The inaugural Humor: Serious Business class launched this past spring semester.
The brainchild of Stanford Professor Jennifer Aaker and Lecturer Naomi Bagdonas, MBA ’15, the interactive course was designed in part to help students develop an appreciation for the role of humor in the workplace and even for one’s well-being. Naomi calls humor “an underleveraged superpower in business.” The duo brought in comedians and business executives who use and encourage humor at their companies as guest lecturers.
So, why humor? The late journalist Eric Sevareid said “Next to power without honor, the most dangerous thing in the world is power without humor.”
Naomi Bagdonas: Humor: Serious Business is about the power (and importance) of humor to make and scale positive change in the world, and also to achieve business objectives, build more effective and innovative organizations, cultivate stronger bonds, and capture more lasting memories. Our goal is to help infuse the kind of humanity, humility, and intellectual perspective that only humor can bring.
Jennifer Aaker: The interesting thing is that as kids, we are all hilarious — we’re killin’ it on a daily basis. As middle schoolers and teenagers, we continue to be funny. But then something changes and we stop being funny. And in our research, we think we’re beginning to pinpoint a shift — a “humor cliff” when people enter the workforce.
That is, worldwide data collected by Gallup last year shows that when asked to rate themselves against the prompts “I believe I am a funny person” and “I laugh frequently” people’s responses to the questions plummet around age 23 (ironically, around the average age of the students in our class). And it makes sense. We go to work, and all of a sudden we’re very important, and we’re very efficient, and we’re no longer allowed to leave the house in sweatpants or count ice cream as a food group. Plus, some of us have a scarring moment of a joke gone wrong — so we stop trying.
NB: This is a big problem because humor is a superpower — one that’s incredibly underleveraged in business. There are studies linking the use of humor to perceived status, confidence, competence, and improved creative problem solving. Yet, few of us consider humor capable of these effects — it’s often considered to be a distraction, but it can be a real asset.

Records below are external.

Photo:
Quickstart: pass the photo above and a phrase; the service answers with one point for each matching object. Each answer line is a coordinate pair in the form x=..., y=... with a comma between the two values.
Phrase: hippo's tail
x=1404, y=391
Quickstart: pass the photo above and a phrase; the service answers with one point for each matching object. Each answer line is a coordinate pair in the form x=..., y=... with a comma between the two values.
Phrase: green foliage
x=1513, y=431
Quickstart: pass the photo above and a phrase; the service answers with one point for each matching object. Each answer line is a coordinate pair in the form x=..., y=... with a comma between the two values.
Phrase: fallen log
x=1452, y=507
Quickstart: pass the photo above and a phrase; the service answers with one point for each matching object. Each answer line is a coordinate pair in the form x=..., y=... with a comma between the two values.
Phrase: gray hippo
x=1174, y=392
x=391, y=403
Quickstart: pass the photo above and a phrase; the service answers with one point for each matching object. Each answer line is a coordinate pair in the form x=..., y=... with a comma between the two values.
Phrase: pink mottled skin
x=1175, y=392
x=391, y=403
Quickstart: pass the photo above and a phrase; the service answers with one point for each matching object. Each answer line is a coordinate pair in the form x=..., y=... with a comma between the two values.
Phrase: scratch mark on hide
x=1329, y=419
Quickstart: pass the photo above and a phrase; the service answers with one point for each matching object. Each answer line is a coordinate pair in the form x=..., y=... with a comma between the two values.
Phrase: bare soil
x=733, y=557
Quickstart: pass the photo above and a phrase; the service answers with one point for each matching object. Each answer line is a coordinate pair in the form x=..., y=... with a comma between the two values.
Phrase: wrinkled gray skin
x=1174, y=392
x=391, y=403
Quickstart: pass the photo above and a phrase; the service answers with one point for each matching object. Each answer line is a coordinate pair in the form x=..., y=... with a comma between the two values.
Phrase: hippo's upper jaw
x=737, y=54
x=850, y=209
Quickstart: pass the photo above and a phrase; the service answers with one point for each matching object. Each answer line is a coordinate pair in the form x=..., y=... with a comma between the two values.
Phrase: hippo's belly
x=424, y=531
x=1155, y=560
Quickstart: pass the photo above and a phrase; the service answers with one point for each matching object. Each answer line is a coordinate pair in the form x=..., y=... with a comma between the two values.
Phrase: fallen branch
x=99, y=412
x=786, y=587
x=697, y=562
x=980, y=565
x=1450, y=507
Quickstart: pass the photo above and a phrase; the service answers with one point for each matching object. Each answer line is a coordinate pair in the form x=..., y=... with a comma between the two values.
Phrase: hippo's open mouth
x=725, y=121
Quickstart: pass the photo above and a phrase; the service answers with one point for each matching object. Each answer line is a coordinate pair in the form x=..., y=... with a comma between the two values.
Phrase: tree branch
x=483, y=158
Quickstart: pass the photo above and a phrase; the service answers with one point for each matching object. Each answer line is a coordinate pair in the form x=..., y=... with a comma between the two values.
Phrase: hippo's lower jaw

JA: Also, humor can build bonds and strengthen relationships. This is particularly important because workplaces are killing us. Recent research by Jeff Pfeffer, Stefanos Zenios, and Joel Goh shows that workplace stress — fueled long hours, job insecurity and lack of work-life balance — to at least 120,000 deaths each year and accounts for up to $190 billion in health care costs.

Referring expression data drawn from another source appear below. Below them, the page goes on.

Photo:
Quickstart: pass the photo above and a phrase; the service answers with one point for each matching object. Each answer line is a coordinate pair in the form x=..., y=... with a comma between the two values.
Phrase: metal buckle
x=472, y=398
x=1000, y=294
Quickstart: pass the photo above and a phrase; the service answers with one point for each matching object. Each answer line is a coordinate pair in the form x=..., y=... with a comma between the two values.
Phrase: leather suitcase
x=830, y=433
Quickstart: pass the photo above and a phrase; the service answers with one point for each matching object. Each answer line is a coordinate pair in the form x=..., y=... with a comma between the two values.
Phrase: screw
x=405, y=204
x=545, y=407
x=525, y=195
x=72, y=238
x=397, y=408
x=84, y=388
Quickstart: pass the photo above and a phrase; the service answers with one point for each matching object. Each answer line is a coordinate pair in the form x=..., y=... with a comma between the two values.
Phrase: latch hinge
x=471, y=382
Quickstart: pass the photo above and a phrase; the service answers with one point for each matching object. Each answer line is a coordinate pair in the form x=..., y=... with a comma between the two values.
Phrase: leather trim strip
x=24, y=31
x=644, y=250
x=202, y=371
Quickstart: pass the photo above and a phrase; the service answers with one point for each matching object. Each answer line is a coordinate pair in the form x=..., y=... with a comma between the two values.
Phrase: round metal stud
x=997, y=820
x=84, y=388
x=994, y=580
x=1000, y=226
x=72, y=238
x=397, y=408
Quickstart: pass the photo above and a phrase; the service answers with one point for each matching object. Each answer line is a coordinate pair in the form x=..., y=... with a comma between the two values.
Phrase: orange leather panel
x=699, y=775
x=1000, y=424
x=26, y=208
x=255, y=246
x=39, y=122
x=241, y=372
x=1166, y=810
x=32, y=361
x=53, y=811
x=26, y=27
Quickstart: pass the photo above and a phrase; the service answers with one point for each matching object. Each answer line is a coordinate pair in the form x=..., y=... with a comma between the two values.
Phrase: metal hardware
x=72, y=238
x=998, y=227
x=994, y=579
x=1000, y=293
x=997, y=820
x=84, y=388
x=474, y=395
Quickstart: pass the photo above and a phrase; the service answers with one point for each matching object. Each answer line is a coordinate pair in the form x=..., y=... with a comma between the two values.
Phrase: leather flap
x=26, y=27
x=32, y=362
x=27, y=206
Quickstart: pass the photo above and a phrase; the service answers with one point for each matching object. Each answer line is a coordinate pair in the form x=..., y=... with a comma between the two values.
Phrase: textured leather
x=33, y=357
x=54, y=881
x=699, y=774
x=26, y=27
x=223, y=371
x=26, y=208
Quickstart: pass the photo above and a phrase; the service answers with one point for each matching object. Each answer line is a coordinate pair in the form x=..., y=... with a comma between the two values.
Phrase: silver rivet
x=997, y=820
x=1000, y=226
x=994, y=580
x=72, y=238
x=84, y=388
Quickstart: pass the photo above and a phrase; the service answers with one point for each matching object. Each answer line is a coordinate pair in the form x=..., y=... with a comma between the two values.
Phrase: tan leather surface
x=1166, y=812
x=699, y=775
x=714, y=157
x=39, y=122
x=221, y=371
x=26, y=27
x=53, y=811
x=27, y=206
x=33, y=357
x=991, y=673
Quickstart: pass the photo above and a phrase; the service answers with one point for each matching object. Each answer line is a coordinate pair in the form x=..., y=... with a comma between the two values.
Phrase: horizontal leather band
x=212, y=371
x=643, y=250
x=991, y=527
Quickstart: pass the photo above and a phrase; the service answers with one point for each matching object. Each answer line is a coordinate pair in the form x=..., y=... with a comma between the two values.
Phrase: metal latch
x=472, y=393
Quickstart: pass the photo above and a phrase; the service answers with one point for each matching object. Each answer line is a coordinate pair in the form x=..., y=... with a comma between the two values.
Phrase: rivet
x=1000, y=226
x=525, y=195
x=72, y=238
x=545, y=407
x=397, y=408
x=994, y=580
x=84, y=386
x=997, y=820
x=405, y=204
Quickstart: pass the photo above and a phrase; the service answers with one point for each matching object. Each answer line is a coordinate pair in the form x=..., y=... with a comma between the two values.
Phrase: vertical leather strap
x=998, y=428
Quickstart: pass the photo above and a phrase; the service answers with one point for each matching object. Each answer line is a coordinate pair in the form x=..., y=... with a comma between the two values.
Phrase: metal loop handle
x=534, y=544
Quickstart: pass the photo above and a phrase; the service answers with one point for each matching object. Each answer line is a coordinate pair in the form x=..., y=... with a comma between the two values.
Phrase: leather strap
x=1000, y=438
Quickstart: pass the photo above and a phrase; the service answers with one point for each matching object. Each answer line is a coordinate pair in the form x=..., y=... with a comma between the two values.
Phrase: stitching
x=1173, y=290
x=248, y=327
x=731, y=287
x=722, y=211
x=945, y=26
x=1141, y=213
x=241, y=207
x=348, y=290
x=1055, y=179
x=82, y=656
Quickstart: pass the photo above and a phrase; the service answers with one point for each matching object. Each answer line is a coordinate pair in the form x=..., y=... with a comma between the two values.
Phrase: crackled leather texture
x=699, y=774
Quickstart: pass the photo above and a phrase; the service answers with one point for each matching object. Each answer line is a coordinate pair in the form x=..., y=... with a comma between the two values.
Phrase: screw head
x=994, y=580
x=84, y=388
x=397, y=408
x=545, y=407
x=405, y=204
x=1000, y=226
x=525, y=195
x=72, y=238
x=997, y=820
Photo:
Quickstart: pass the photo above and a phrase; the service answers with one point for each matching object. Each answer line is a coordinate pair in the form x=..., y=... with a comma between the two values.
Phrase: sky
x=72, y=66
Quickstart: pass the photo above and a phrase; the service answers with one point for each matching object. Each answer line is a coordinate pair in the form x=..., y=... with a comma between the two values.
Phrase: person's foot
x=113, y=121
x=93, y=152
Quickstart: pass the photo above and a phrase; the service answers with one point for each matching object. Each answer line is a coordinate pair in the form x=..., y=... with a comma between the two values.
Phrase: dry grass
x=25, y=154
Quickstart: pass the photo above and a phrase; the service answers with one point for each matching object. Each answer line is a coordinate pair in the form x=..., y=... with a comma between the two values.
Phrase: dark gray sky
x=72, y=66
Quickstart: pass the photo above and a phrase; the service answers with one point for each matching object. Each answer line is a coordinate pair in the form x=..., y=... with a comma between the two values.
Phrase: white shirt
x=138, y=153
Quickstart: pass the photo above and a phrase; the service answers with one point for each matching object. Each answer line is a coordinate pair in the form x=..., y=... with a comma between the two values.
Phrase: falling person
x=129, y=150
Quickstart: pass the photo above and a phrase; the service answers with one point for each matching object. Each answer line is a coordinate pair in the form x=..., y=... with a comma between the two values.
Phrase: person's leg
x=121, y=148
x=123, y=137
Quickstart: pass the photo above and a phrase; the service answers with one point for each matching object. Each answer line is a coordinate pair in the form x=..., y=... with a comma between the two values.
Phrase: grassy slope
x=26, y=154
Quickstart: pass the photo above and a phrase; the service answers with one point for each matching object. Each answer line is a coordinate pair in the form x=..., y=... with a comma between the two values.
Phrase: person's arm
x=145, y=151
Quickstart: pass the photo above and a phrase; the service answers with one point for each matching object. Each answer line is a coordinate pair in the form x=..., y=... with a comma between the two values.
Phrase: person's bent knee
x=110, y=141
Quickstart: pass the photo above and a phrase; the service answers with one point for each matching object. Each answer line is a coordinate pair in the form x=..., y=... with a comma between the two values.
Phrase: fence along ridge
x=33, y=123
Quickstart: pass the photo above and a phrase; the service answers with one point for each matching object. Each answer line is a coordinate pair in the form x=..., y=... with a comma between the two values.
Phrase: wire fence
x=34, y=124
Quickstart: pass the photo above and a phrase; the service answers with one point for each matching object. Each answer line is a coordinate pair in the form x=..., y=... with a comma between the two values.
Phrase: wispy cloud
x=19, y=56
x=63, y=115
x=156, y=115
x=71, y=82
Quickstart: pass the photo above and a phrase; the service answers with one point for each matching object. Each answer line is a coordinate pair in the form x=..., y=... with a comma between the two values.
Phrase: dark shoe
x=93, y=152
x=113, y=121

NB: Laughter make us more physically resilient to the tensions and stressors of corporate life. It releases oxytocin, which facilitates social bonding and increases trust. When people laugh together at work, relationships improve, and people feel more valued and trusted, mitigating the effects of these workplace stressors.
JA: Hiroki Asai used to be the head of marketing communications at Apple and led over a thousand creatives — he says that fear kills creativity, and that humor is our most powerful tool to drive fear out of the system. In this context, lack of humor can be a huge liability. Beyond just creative groups though, we think that humor brings humanity and empathy back into business in a way that’s rare.
NB: So we’re trying to instill a mindset that taking your work seriously doesn’t mean you need to be serious all of the time. In fact, being serious and being humorous can be in service of each other. The right balance of levity and gravity gives power to both.
To help students find that balance, we developed the course to be anchored in practical applications. We focus on activities that the students would do or use outside the classroom — like writing a bio with humor, creating a company pitch, or delivering a speech.
JA: Most of the activities involve business contexts where humor is often not found, but if used, could serve the students well — to disarm, build bonds, or just differentiate. Our hope is that these students go on to instill a mindset of levity into the organizations they lead. That is, build humor into the culture and practices of every day, from All Hands Meetings, to new employee welcomes, to otherwise mundane logistics emails.
NB: Robin Williams said, "you're only given a little spark of madness. You mustn't lose it." We’re trying to help our students keep the pilot light on.